Ousted Macomb County Clerk Karen Spranger.
Credit Macomb Daily

Macomb County’s chief judge picked employee Kathy Brower to fill in for Spranger last week, after a St. Clair County judge ruled her election invalid because Spranger apparently lied about living in Macomb County when she filed to run for office.

The entire Macomb Circuit Court bench is set to pick Spranger’s official interim replacement this month. But the county’s elected leaders want the judges to keep Brower on until voters choose a new clerk in November.

“I think the consensus is the fairest thing to do would be to maintain that stability,” said Macomb County Executive Mark Hackel. “Because you know the instability and the challenge that office faces right now. That would be the right thing to do on behalf of the employees, as well as the public.”

Hackel said Brower, who did not attend Tuesday’s press conference, has no interest in running for the clerk’s job. He suggested that keeping her on until November has another plus: forestalling an interim clerk who would then have an incumbent’s advantage going into the election.

“If you appoint somebody or put somebody else in that position, giving them that incumbency status or that edge--boy, especially somebody who’s going to be there in charge that elections office--that’s a challenge,” Hackel said.

Hackel says he’s “shared my thoughts” on the matter with Chief Judge James Biernat, but denied that he’s putting any political pressure on the judges by going public with them. “It’s not pressure. We’re just giving a suggestion as to what we think would be the fairest thing,” he said.

Hackel did repeatedly express his displeasure with longtime former county clerk Carmella Sabaugh, suggesting that by delaying her retirement “until the last minute,” she prevented other viable candidates from entering the race and paved the way for Spranger’s razor-thin victory over former County Commissioner Fred Miller.

He also suggested Sabaugh and Miller coordinated Sabaugh’s late exit in a “conspiracy” to clear the field for Miller. “A conspiracy doesn’t necessarily mean it’s illegal,” Hackel said. “There was a conversation between the two that decided to make this happen. Anybody who doesn’t think that’s a reality, well, I think you’re fooling yourself.”

According to the Macomb Daily, Miller plans to make the case that he should be appointed interim clerk because Spranger's candidacy was ruled invalid, making him the only eligible candidate on the last ballot.

Macomb County Prosecutor Eric Smith, Sheriff Anthony Wickersham, Treasurer Lawrence Rocca, and Public Works Commissioner Candice Miller also joined Hackel’s push to keep Brower on, echoing his calls for stability after Spranger’s chaotic 15-month tenure.

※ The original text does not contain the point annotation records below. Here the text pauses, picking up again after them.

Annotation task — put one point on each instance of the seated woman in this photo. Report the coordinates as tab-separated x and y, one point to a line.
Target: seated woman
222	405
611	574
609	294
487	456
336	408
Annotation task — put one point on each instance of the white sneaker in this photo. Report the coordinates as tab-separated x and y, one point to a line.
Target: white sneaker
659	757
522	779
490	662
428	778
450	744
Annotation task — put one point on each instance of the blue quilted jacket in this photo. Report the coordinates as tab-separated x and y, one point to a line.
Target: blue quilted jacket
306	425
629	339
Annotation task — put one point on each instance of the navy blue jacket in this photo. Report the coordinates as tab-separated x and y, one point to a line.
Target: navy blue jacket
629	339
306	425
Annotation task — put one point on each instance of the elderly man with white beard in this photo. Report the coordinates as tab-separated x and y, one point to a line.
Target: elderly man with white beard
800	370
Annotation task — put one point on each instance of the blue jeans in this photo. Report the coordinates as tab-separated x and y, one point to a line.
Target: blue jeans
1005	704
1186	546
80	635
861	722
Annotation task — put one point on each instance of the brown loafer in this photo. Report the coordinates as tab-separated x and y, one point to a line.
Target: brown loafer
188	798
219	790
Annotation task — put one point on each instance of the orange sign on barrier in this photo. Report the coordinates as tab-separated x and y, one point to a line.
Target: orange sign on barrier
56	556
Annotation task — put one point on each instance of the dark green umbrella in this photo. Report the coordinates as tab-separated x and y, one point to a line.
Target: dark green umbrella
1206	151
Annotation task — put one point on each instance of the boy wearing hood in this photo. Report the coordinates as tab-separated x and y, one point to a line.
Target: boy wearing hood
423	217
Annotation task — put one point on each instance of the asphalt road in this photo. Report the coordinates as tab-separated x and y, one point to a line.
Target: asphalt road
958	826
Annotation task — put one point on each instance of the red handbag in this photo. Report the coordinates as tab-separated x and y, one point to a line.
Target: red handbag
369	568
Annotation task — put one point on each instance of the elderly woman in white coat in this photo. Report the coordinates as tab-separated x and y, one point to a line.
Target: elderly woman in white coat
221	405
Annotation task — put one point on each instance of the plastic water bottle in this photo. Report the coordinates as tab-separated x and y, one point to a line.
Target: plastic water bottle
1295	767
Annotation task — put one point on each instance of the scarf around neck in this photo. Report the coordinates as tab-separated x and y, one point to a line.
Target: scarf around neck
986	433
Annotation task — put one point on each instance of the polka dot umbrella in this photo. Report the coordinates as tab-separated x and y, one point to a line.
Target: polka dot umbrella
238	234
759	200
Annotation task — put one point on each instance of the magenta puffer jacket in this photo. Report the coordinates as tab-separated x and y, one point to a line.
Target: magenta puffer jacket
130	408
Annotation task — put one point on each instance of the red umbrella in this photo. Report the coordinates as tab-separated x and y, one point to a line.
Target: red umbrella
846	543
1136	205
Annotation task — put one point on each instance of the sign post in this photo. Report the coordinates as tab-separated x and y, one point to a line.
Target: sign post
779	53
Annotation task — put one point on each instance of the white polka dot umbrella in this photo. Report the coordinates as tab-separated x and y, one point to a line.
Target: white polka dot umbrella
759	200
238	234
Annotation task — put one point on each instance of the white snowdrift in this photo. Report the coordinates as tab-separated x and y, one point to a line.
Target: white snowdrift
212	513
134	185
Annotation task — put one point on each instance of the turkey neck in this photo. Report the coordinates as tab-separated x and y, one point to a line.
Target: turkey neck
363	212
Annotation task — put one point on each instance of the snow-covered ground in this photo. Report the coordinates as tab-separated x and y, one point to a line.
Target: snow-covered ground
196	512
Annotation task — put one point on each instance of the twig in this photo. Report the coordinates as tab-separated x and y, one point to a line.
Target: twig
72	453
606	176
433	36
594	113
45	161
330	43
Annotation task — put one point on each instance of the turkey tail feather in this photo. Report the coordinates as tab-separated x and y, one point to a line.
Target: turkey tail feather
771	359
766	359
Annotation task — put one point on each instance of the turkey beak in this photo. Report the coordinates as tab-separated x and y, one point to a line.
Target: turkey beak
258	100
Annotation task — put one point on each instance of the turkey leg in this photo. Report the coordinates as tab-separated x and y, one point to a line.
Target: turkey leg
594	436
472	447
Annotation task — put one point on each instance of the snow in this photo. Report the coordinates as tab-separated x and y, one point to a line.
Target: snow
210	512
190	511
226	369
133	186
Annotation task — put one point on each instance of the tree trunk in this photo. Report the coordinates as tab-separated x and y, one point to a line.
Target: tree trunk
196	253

After the county officials made their thoughts public, Chief Judge Biernat released a statement acknowledging “the interests of all parties in ensuring a smooth transition in the Clerk’s Office.” He also stressed that by law, the county’s 14-member Circuit Court bench will make the final decision.

“The Judges take this responsibility very seriously, and we are planning on conducting a public meeting to discuss the selection of a new Clerk in an open and transparent manner,” Biernat said. “I can assure you that the Judges have not yet made a decision regarding this appointment.”

The statement also included comments from Brower, saying she “has no interest in running a political campaign” and plans to “stay away from politics and do what is needed.”

Meanwhile, Spranger filed a document in her ongoing federal conspiracy lawsuit Tuesday. Titled “Administrative claim notice of administrative overthrow of a constitutional office clerk of court of Macomb County by Rogue County Agents," it references a “Constitutional Bounty Hunter” with a North Carolina address. She requests an “immediate investigation and audit” into “possible crimes…by those public officials who are in insurrection and rebellion and who have gone on strike against the constitution.”

“My position has now been overthrown by several department heads in the county in direct violation of the charter and this state constitution as listed below,” Spranger wrote.

Macomb County Corporation Counsel John Schapka told the Detroit Free Press the document “is neither a pleading, nor a motion nor any other filing recognized by the court,” and “constitutes nothing more than conclusive evidence of a disorderly mind.”